Spider-Man notices Yuri is being more brutal in her approach and believes Mister Negative is using her. This is later proven right when Negative begins to take over the territories of his incarcerated rivals and tries to frame the Wraith as a murderer. When Howell dies in prison from a stab wound, Yuri's superior confiscates her badge and she is dismissed from the force. After a fight with the Circus of Crime, she realizes she has been playing into Negative's hands and kills one of his men, declaring that "Watanabe the cop" no longer exists and that only the Wraith is left. When she attempts to kill Negative, Spider-Man tries to convince her to change her ways. She decides that killing criminals rather than arresting them is more fulfilling and attacks her former ally, but Spider-Man knocks her out and goes on to defeat Negative himself. Spider-Man later finds Yuri has abandoned her costume, but kept her Wraith mask.

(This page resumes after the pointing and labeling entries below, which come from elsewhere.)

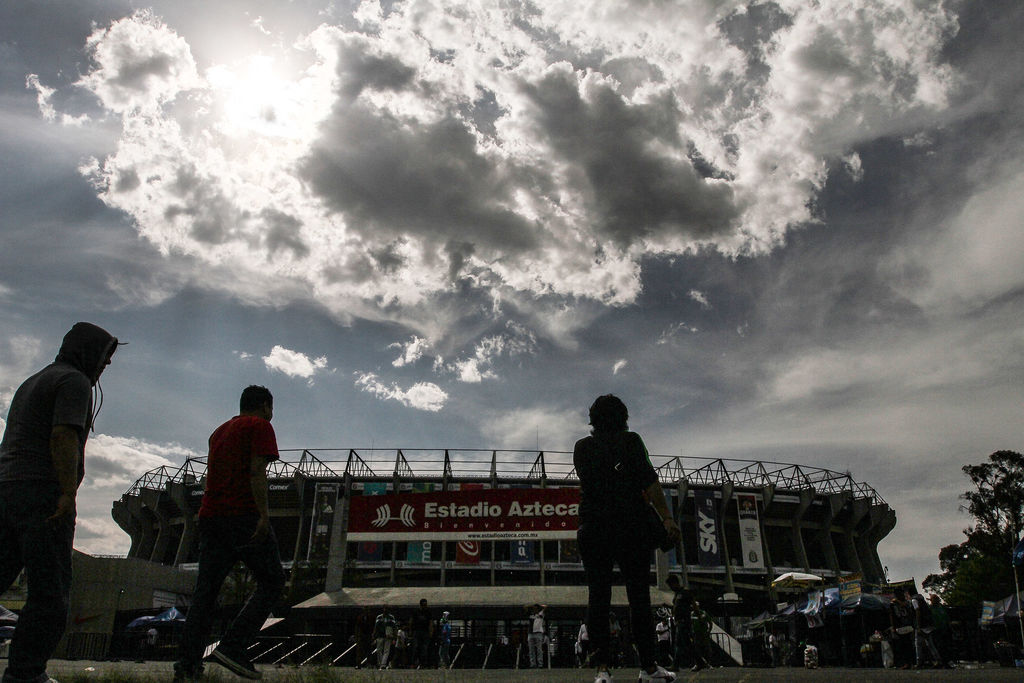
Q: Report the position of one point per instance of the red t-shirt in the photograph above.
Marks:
(228, 491)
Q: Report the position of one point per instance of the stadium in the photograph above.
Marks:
(484, 532)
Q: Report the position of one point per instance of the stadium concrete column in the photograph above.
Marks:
(152, 499)
(767, 496)
(335, 579)
(806, 498)
(723, 510)
(147, 535)
(880, 521)
(682, 489)
(179, 497)
(834, 507)
(858, 508)
(300, 488)
(122, 514)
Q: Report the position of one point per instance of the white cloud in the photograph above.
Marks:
(140, 65)
(700, 298)
(446, 150)
(978, 254)
(516, 341)
(294, 364)
(422, 395)
(544, 426)
(412, 351)
(674, 330)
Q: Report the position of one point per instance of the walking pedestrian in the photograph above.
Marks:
(536, 639)
(42, 464)
(235, 525)
(616, 480)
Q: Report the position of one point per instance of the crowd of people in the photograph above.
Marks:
(421, 641)
(42, 464)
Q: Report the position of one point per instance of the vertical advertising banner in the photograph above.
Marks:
(372, 551)
(709, 543)
(568, 552)
(419, 552)
(750, 532)
(467, 552)
(521, 552)
(325, 504)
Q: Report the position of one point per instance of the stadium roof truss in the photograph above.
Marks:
(546, 468)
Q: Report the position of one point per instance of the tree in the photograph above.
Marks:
(979, 568)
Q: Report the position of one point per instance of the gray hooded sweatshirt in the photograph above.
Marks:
(60, 393)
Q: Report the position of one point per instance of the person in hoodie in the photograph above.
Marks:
(42, 464)
(616, 479)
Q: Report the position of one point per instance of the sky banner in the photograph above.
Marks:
(709, 544)
(466, 515)
(750, 532)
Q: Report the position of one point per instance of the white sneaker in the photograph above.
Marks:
(659, 676)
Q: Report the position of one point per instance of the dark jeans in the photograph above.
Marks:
(43, 549)
(600, 550)
(222, 542)
(421, 648)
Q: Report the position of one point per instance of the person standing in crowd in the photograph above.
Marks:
(700, 630)
(923, 628)
(536, 639)
(364, 636)
(42, 464)
(235, 525)
(664, 632)
(901, 624)
(423, 632)
(681, 604)
(616, 480)
(445, 638)
(385, 633)
(940, 617)
(583, 645)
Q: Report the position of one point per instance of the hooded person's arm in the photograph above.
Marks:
(65, 454)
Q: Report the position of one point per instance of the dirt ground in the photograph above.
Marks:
(78, 672)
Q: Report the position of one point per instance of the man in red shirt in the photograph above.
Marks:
(235, 524)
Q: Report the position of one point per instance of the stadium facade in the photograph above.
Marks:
(504, 518)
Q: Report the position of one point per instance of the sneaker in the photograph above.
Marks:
(238, 664)
(659, 675)
(185, 674)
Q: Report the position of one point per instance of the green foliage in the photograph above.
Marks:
(979, 568)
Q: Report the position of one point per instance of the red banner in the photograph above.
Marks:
(467, 552)
(466, 515)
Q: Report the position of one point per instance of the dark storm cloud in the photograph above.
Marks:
(283, 231)
(393, 177)
(637, 191)
(359, 69)
(211, 217)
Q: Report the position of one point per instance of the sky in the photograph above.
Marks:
(778, 230)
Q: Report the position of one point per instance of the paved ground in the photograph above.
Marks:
(83, 672)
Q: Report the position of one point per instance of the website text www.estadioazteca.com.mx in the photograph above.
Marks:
(502, 535)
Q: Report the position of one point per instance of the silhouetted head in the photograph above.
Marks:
(256, 400)
(608, 414)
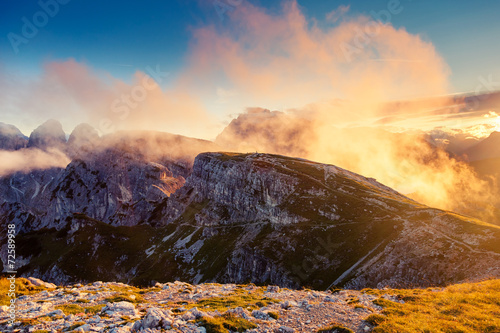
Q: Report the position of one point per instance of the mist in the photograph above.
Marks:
(31, 159)
(331, 78)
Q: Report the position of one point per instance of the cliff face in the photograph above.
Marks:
(11, 138)
(242, 218)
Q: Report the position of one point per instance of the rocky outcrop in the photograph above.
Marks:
(11, 138)
(261, 218)
(49, 134)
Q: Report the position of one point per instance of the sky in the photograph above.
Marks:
(105, 48)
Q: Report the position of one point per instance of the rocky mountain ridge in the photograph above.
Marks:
(262, 218)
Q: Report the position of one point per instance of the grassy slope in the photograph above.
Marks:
(461, 308)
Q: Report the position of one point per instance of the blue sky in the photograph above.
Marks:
(122, 37)
(110, 34)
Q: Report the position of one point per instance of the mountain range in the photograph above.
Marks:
(140, 207)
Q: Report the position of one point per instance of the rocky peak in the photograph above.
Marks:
(84, 138)
(11, 137)
(49, 134)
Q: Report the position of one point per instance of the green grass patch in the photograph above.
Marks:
(465, 308)
(126, 297)
(82, 300)
(225, 323)
(94, 309)
(74, 326)
(335, 328)
(273, 315)
(70, 309)
(249, 301)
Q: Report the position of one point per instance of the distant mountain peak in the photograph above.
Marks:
(49, 134)
(11, 137)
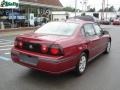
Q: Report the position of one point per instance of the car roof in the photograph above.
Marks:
(78, 21)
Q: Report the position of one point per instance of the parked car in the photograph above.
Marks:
(116, 22)
(105, 22)
(6, 24)
(88, 18)
(59, 47)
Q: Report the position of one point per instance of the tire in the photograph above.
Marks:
(107, 50)
(81, 65)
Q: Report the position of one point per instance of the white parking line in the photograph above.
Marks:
(5, 49)
(6, 43)
(4, 58)
(6, 53)
(7, 46)
(6, 40)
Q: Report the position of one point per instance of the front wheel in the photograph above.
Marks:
(81, 66)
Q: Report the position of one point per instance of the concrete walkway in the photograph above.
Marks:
(16, 31)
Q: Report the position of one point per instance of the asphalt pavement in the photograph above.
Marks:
(103, 73)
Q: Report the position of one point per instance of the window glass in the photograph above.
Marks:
(89, 30)
(58, 28)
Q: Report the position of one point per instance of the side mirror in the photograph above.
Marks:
(105, 32)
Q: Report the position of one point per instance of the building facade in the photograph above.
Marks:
(36, 11)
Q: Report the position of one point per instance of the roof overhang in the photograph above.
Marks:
(40, 5)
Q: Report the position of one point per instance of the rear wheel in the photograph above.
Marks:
(81, 66)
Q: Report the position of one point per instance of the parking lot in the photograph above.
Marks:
(102, 73)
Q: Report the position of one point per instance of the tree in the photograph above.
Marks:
(110, 9)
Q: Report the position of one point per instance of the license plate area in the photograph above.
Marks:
(32, 60)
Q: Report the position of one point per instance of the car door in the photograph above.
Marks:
(103, 39)
(92, 39)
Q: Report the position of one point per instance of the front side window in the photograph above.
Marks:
(58, 28)
(89, 30)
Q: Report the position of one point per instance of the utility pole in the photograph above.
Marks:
(107, 10)
(12, 18)
(75, 7)
(103, 8)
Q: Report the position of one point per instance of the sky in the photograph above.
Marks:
(93, 3)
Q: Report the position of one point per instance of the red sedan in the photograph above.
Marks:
(116, 22)
(59, 47)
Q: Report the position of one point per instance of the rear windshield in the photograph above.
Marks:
(57, 28)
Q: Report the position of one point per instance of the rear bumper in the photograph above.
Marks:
(45, 64)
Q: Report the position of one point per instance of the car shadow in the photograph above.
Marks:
(44, 78)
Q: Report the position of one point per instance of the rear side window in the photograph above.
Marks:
(58, 28)
(89, 30)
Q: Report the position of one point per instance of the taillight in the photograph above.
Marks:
(20, 44)
(44, 48)
(56, 50)
(15, 43)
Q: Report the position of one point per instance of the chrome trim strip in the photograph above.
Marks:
(59, 60)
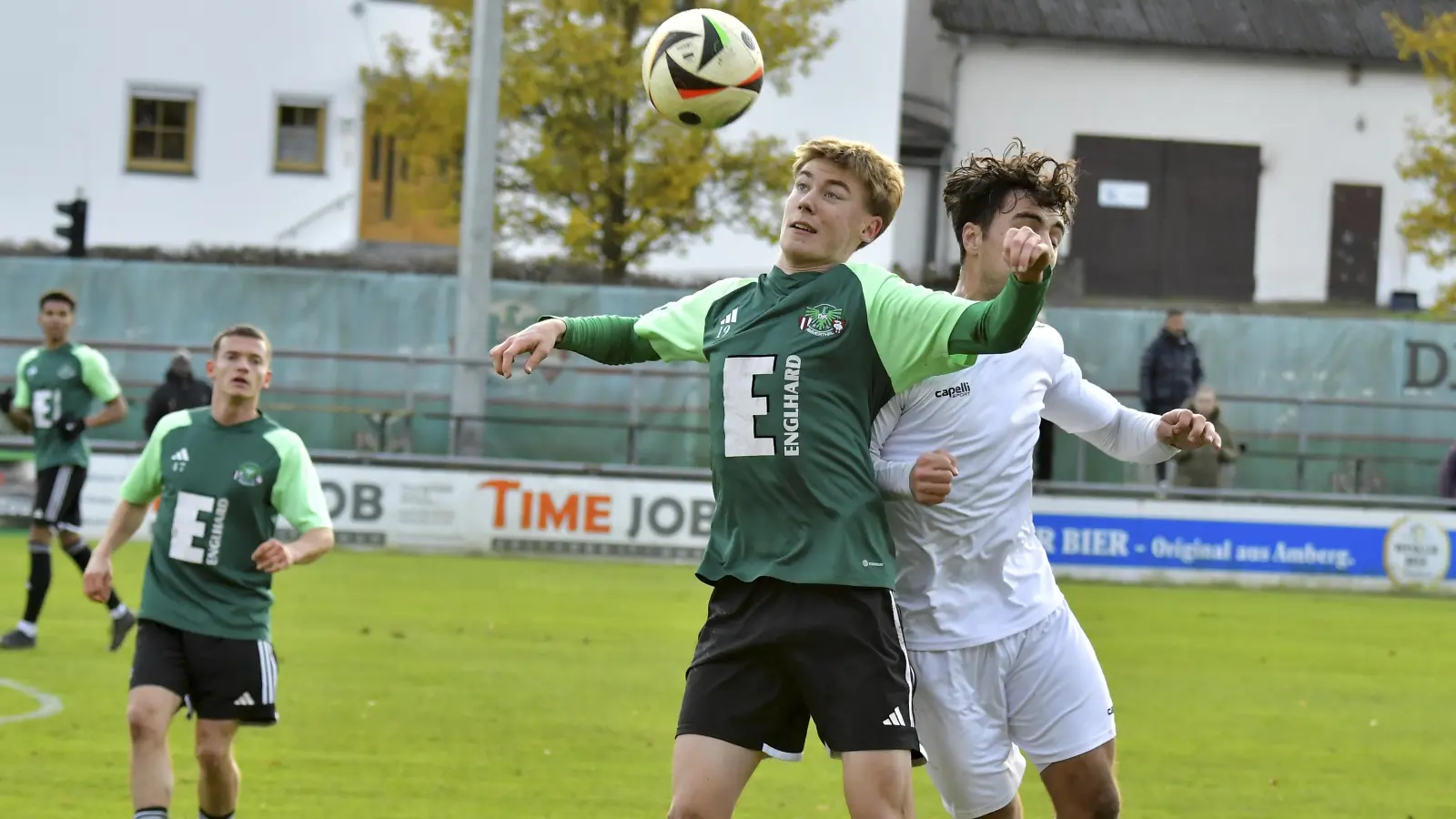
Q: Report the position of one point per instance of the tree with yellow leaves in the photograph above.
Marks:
(582, 157)
(1429, 227)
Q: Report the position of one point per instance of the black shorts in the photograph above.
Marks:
(775, 654)
(218, 678)
(58, 497)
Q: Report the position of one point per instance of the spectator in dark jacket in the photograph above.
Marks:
(179, 389)
(1171, 370)
(1446, 484)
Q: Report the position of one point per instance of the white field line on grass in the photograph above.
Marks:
(46, 704)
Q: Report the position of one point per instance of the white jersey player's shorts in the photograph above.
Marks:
(1040, 691)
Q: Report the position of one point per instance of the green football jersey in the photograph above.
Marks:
(66, 380)
(222, 491)
(800, 366)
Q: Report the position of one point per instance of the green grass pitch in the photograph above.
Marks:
(426, 687)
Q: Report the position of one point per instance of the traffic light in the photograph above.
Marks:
(76, 230)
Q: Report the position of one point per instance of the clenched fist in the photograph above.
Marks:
(1026, 254)
(932, 475)
(1186, 429)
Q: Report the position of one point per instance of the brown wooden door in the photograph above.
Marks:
(1210, 208)
(1113, 242)
(1191, 235)
(398, 193)
(1354, 244)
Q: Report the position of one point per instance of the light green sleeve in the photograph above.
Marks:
(96, 375)
(22, 383)
(676, 329)
(145, 481)
(910, 325)
(298, 493)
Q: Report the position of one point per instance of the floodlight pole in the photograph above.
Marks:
(472, 339)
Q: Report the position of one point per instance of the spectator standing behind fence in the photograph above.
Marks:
(179, 389)
(1169, 373)
(1205, 470)
(1446, 484)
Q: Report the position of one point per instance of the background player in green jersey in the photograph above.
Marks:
(56, 388)
(225, 474)
(801, 622)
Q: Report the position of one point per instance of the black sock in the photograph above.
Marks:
(40, 581)
(80, 552)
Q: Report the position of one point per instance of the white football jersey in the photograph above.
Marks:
(972, 569)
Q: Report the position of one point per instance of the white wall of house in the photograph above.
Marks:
(1315, 126)
(70, 67)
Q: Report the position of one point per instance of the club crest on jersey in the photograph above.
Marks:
(249, 474)
(823, 321)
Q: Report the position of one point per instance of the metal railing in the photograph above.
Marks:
(390, 419)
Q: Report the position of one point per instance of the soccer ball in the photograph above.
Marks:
(703, 69)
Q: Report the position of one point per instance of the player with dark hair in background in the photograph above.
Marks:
(225, 474)
(1004, 666)
(56, 388)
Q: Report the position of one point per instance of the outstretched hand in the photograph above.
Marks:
(1186, 429)
(538, 339)
(273, 557)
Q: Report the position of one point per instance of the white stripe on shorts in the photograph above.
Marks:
(269, 672)
(900, 636)
(53, 504)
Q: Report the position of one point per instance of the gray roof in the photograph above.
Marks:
(1344, 29)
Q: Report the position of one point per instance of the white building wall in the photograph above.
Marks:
(69, 66)
(1302, 114)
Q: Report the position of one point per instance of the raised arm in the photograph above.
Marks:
(102, 385)
(893, 479)
(1092, 414)
(922, 332)
(298, 494)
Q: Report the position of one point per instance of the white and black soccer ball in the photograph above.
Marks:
(703, 69)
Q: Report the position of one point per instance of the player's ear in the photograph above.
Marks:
(972, 238)
(871, 230)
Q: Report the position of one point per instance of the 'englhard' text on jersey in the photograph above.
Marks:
(223, 489)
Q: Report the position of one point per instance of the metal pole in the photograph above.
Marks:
(478, 229)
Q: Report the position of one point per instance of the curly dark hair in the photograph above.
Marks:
(976, 191)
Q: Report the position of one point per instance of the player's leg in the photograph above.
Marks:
(1062, 717)
(739, 704)
(961, 716)
(852, 671)
(50, 487)
(235, 683)
(218, 775)
(69, 523)
(159, 680)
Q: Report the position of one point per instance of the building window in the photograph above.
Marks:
(300, 137)
(162, 131)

== Powers and abilities ==
The Wraith primarily uses technology obtained by the police from various Spider-Man villains, including a mask of Jean DeWolff's face from the Chameleon to hide her true identity, equipment designed by Mysterio, and Mister Fear's fear gas. Her primary weapons are elastic straps attached to her costume that wrap up her enemies and allow her to swing around the city similar to Spider-Man.

== Reception ==
In 2021, Screen Rant included Wraith in their "Spider-Man: 10 Best Female Villains" list.

== In other media ==
=== Television ===
Yuri Watanabe appears in Spider-Man (2017), voiced by Sumalee Montano. This version is the NYPD's Chief of Police.

=== Film ===
An alternate reality version of Yuri Watanabe from Earth-65 appears in Spider-Man: Across the Spider-Verse, voiced by Atsuko Okatsuka. This version is a member of George Stacy's anti-Spider-Woman task force.

=== Video games ===
- Yuri Watanabe / Wraith appears as a playable character in Spider-Man Unlimited.
- Yuri Watanabe appears in Insomniac Games' Spider-Man series, voiced by Tara Platt. This version is a composite of her traditional incarnation and Jean DeWolff, having worked with Spider-Man for several years.
  - Introduced in Spider-Man (2018), Yuri's father was imprisoned for taking bribes from Hammerhead, leading her to dedicate her career to bringing him down. Throughout the base game, Yuri assists Spider-Man in apprehending a variety of villains, including the Kingpin, Shocker, and the Sinister Six. In The City That Never Sleeps, Yuri embarks on a violent quest for revenge against Hammerhead after he repeatedly humiliates her attempts to bring him to justice. Following a failed attempt to kill Hammerhead, Yuri is put on administrative leave and quits the NYPD. She goes into hiding after killing one of Hammerhead's men, telling Spider-Man that she intends to punish criminals the law won't.
  - Yuri appears as a boss in Spider-Man 2. As of this game, she has become Wraith and taken to killing criminals while hunting cult leader Cletus Kasady, utilizing a kusarigama instead of elastic straps. Throughout their search and fight with Kasady, Spider-Man and Yuri form a begrudging partnership. After Kasady derails a train in an attempt to steal a symbiote, Yuri allows him to escape in order to rescue Spider-Man. Spider-Man decides not to turn Yuri in, and she vows to track Kasady down. She also appears as an ally that can help stop crimes in the open world. Upon completing Yuri's side mission, a suit called "Saving Lives" is unlocked for Spider-Man, which is based on her Wraith costume.